Hook (15-20 minutes):
Think back to our modern adaptation of the famous plays. I mentioned that there are contemporary performance groups that do work a lot like we did, but on a larger scale. Contemporary performance groups don’t only adapt and deconstruct famous plays from the dramatic canon (ask the students if they know what this phrase means), but it’s this work that we want to focus on right now.
Show clip of Mies Julie. Before it starts explain a brief background to the play. After clip finishes ask: how does this deconstruction change the meaning of the play? (It’s a deconstruction because the story is kept the same, yet the context is different as it’s now set in a different time period and social setting. Changing the focus of a storyline, like making the play take place from Jean’s point of view, would qualify as a deconstruction, as well.) How does the addition of race and time period change our understanding of the show? Does it add to the original?
Show clip of Hamlet. Before playing the clip give a little context.
The Wooster Group has this to say about the performance:
In The Wooster Group’s HAMLET, Shakespeare’s classic tragedy is re-imagined by mixing and repurposing Richard Burton’s 1964 Broadway production, directed by John Gielgud. The Burton production was recorded in live performance from 17 camera angles and edited into a film that was shown as a special event for only two days in nearly 1,000 movie houses across the U.S. The idea of bringing a live theater experience to thousands of simultaneous viewers in different cities was trumpeted as a new form called “Theatrofilm,” made possible through “the miracle of Electronovision.” The Wooster Group attempts to reverse the process, reconstructing a hypothetical theater piece from the fragmentary evidence of the edited film. We channel the ghost of the legendary 1964 performance, descending into a kind of madness, intentionally replacing our own spirit with the spirit of another.
Notice their inclusion of media into their performance while the original script is kept totally the same. What do you think they’re trying to say with this piece? What does the media add? How else have they adapted this piece? (The set pieces seem sterile to me, and the costumes a little more modern. They are more stylized in the very least.) What are they trying to say/do?
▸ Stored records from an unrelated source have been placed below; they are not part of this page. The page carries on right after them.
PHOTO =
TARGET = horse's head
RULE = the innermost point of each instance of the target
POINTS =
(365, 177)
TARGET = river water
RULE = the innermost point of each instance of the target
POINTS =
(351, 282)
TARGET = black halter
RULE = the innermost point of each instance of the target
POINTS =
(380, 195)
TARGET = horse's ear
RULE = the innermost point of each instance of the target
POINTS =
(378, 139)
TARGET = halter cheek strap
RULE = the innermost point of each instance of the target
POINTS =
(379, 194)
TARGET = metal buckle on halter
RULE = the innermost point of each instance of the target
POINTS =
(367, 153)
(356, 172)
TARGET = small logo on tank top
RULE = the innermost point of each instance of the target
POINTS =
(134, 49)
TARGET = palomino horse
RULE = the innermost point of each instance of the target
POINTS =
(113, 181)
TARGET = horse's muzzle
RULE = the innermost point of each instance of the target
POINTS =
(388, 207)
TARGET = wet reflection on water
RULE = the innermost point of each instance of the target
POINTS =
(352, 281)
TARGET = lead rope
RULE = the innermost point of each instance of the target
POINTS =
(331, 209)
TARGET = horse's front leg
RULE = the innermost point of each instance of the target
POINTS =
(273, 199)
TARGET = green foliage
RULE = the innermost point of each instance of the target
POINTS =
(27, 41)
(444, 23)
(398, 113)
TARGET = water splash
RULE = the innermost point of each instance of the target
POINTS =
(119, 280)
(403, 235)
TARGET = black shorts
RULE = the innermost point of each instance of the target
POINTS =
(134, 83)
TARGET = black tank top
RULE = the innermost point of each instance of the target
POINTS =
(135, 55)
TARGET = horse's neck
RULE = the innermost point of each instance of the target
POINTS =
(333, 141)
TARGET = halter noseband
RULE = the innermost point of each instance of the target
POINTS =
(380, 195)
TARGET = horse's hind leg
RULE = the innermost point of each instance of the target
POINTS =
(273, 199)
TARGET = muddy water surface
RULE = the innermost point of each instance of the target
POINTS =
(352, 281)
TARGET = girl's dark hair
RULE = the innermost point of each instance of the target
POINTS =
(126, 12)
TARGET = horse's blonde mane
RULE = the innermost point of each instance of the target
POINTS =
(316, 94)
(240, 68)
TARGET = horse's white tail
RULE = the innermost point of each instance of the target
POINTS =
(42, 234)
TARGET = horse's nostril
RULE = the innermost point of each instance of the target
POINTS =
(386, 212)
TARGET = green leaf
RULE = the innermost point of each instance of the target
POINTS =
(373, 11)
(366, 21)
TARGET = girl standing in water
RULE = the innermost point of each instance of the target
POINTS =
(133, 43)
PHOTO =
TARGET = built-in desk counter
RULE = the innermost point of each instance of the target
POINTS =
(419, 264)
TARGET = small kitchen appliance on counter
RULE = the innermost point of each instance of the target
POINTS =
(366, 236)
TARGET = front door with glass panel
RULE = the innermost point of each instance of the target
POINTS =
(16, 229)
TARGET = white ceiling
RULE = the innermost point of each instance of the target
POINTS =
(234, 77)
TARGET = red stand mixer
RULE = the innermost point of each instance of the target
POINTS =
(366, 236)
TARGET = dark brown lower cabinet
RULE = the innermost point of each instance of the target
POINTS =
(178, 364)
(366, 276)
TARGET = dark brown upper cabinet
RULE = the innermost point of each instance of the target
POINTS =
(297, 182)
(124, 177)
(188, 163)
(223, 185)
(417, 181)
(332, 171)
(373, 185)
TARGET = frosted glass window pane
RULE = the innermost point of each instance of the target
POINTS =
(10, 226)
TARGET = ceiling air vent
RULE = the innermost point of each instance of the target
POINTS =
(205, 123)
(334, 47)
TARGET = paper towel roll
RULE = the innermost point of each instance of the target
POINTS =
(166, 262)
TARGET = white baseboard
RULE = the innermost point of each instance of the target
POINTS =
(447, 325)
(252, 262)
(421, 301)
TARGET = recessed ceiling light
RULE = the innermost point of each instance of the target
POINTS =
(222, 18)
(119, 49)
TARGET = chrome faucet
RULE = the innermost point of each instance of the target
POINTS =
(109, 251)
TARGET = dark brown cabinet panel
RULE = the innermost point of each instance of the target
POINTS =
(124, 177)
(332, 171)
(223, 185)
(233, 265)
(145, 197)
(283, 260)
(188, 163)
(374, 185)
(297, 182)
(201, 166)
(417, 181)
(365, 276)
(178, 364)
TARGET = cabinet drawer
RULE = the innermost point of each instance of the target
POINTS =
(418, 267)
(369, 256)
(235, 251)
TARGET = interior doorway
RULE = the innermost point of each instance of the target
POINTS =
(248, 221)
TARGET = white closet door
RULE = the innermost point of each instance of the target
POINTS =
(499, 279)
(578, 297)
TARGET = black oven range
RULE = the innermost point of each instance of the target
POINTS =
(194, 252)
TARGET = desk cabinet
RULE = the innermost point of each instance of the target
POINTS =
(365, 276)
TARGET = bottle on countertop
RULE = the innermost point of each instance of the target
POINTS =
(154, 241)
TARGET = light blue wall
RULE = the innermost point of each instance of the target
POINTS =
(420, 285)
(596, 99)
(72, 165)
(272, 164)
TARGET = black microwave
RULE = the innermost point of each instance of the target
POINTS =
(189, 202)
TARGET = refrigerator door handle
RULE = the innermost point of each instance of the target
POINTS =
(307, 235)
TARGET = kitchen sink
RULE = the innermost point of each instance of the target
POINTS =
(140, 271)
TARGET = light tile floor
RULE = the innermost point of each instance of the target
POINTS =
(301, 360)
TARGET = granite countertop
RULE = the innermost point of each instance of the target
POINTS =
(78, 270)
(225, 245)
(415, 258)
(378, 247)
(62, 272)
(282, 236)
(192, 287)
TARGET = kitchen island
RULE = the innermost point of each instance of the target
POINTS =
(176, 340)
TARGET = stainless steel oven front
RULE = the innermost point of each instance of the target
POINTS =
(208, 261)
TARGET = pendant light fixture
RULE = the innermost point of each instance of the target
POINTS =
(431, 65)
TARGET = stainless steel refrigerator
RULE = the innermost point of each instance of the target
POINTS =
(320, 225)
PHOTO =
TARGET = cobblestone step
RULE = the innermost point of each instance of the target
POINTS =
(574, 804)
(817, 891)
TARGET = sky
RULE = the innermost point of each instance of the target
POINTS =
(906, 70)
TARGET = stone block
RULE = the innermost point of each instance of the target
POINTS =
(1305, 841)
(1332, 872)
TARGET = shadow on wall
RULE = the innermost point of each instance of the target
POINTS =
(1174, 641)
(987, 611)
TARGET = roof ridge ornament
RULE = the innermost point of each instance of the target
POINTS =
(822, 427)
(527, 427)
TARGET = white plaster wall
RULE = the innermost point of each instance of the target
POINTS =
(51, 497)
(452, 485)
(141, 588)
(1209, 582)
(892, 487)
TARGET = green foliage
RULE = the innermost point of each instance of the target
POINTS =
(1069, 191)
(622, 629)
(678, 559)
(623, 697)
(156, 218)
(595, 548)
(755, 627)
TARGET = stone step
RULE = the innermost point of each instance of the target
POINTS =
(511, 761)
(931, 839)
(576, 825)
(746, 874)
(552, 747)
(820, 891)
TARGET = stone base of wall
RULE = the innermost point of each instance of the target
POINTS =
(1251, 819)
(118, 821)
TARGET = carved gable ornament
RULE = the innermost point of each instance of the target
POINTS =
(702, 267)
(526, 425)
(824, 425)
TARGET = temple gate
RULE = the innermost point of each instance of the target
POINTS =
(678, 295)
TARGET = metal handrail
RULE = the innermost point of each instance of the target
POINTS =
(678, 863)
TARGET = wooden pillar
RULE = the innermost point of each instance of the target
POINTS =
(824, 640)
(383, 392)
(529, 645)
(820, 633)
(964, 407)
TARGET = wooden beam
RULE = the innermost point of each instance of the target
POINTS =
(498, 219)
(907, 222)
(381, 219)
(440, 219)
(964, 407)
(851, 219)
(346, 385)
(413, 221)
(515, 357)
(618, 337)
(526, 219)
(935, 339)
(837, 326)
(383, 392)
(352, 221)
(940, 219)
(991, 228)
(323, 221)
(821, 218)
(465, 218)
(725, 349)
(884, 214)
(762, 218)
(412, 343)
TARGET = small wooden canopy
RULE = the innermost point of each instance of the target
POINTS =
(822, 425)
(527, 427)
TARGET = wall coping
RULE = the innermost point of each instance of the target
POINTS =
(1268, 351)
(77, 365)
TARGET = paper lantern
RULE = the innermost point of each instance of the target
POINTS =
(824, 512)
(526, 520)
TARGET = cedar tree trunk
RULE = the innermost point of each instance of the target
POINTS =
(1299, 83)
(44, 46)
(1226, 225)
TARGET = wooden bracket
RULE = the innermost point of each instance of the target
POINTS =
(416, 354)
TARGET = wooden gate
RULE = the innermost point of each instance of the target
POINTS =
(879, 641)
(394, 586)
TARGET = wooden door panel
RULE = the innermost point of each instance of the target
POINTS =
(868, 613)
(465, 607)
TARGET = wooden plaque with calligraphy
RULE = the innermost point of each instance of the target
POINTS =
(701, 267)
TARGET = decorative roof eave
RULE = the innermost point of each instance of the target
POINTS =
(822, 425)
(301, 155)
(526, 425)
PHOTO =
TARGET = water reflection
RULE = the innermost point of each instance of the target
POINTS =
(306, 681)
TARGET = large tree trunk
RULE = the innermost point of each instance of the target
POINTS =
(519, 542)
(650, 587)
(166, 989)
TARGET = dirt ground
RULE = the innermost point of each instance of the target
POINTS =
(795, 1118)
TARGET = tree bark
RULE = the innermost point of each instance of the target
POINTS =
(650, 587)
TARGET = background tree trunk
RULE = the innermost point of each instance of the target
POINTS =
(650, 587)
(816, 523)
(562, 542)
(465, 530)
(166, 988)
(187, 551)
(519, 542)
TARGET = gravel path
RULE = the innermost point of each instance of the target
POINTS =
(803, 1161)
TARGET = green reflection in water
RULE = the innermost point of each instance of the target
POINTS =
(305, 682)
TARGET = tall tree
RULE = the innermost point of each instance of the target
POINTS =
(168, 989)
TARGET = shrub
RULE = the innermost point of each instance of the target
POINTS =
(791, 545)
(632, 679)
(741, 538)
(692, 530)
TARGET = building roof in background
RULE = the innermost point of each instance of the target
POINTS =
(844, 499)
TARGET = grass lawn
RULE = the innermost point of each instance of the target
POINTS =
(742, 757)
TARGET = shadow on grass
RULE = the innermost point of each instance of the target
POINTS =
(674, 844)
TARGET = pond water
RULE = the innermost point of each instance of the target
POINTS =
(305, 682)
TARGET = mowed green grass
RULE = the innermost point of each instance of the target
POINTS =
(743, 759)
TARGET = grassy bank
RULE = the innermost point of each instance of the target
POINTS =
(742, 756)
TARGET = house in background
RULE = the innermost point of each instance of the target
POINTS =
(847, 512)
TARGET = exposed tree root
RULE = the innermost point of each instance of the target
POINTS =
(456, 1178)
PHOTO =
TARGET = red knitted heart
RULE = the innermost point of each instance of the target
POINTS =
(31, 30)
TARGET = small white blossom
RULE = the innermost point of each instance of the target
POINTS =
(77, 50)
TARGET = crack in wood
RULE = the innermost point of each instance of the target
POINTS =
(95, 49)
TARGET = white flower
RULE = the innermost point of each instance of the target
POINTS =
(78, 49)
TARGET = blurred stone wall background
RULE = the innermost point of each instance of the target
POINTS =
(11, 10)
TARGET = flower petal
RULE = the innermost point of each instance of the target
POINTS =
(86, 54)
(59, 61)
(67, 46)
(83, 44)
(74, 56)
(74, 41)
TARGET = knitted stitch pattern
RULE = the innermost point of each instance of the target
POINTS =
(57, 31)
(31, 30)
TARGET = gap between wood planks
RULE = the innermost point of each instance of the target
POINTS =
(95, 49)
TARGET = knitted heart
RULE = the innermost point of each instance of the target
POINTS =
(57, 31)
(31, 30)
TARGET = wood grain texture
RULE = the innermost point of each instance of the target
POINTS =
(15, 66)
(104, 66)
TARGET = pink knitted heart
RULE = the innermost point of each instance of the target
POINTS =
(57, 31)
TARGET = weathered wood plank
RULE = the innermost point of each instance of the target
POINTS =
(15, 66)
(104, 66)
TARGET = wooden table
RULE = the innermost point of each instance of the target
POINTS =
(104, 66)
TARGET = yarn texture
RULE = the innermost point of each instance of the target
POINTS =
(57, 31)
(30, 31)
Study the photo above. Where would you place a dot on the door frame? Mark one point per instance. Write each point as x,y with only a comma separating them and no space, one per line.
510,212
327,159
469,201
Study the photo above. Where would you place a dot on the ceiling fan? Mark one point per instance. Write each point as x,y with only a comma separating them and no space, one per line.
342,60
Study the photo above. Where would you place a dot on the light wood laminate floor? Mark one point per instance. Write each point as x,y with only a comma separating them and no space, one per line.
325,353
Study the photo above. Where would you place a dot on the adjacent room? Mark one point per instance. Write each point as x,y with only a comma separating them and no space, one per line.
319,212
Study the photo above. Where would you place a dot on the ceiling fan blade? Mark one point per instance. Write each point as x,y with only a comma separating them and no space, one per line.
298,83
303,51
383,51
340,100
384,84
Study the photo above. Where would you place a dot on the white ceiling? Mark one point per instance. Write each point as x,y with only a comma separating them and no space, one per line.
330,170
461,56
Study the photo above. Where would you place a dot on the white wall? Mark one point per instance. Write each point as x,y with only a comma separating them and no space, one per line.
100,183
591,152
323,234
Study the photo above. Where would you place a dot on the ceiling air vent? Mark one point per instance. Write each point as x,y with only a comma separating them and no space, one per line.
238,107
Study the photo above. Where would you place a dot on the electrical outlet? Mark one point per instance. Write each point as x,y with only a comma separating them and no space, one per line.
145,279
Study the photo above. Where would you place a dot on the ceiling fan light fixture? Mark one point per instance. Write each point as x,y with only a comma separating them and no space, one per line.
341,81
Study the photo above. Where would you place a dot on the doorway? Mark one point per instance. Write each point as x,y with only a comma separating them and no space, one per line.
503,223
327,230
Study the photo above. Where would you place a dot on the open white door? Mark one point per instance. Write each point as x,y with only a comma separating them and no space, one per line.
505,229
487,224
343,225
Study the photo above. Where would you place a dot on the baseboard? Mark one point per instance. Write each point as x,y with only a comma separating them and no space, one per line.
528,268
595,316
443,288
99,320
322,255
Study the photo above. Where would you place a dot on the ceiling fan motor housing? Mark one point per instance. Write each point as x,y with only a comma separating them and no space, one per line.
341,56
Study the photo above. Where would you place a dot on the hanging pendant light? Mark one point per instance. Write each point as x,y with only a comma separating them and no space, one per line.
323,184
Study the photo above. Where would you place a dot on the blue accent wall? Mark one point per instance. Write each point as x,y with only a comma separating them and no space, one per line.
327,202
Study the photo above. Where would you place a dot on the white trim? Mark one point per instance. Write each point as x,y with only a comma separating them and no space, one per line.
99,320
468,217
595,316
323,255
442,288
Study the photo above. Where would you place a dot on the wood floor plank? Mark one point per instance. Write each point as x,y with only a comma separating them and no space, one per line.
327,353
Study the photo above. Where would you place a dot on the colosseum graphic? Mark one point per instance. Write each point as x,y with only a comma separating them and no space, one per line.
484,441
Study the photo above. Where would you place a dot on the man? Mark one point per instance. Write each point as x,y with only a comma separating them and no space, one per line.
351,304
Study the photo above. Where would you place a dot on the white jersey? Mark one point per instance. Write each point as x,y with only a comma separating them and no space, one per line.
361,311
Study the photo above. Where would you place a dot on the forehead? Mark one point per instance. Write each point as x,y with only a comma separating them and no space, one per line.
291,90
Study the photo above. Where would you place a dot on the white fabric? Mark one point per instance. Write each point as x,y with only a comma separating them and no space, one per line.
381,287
How do they change our meaning, or understanding of the piece? Do they add to it? What can the addition of media do for a production?
Last, show the clip of Waiting for Godot. How is this production significant? How was the meaning of the original show changed? Did they add to the original meaning/understanding, or take away from it? How does the setting and time period change the play? For me this production is much, much stronger than the original version on its own. Modern (or other) adaptations can allow themes of the original show to shine through more clearly that we might have noticed initially. They can also make the play more powerful and relatable, like this production does for me.
Activity 1 (15-20 minutes):
Split the class up into 6 groups. Distribute the informational handouts to each group- every group should have a different performance company.
Give the groups about 10-15 minutes to read through their handout and discuss them as a group. They will present their information to the class and should do 2 things: 1) Tell us why these are considered contemporary performance practices. Meaning, what about this group or individual’s approach to writing/production is untraditional? 2) 3 ways we could implement their practices into our work. This could include personally, as a class, and/or as a school.
If students have smart phones or other devices to connect them to the internet they may use them to look up additional information if they wish.
Make sure to be going around to each group and monitor their progress. Answer any questions students may have- this type of thinking is likely out of their comfort zone. If students begin to get off task then it is time to move on.
Activity 2 (15-20 minutes):
Have each group tell us about their performance group or individual. Make sure they detail both requirements in their mini-presentations.
Wrap-Up (5 minutes):
Next class period we’re going to delve deeper into practicing how we can specifically apply these practices as we look back at some of the other classic scenes we saw performed (not the ones that we did modern adaptations for). Ask the class if they had a favorite performance group that was presented. Why?
Have students take the last 10 minutes of class to write a response to their experiences of the day. Responses could answer questions like: what did you learn? What did you like? Did you have a favorite group you heard about, or a least favorite? How comfortable do you feel with this process?
The assessment is to just get them thinking and reflecting on the process and their experience.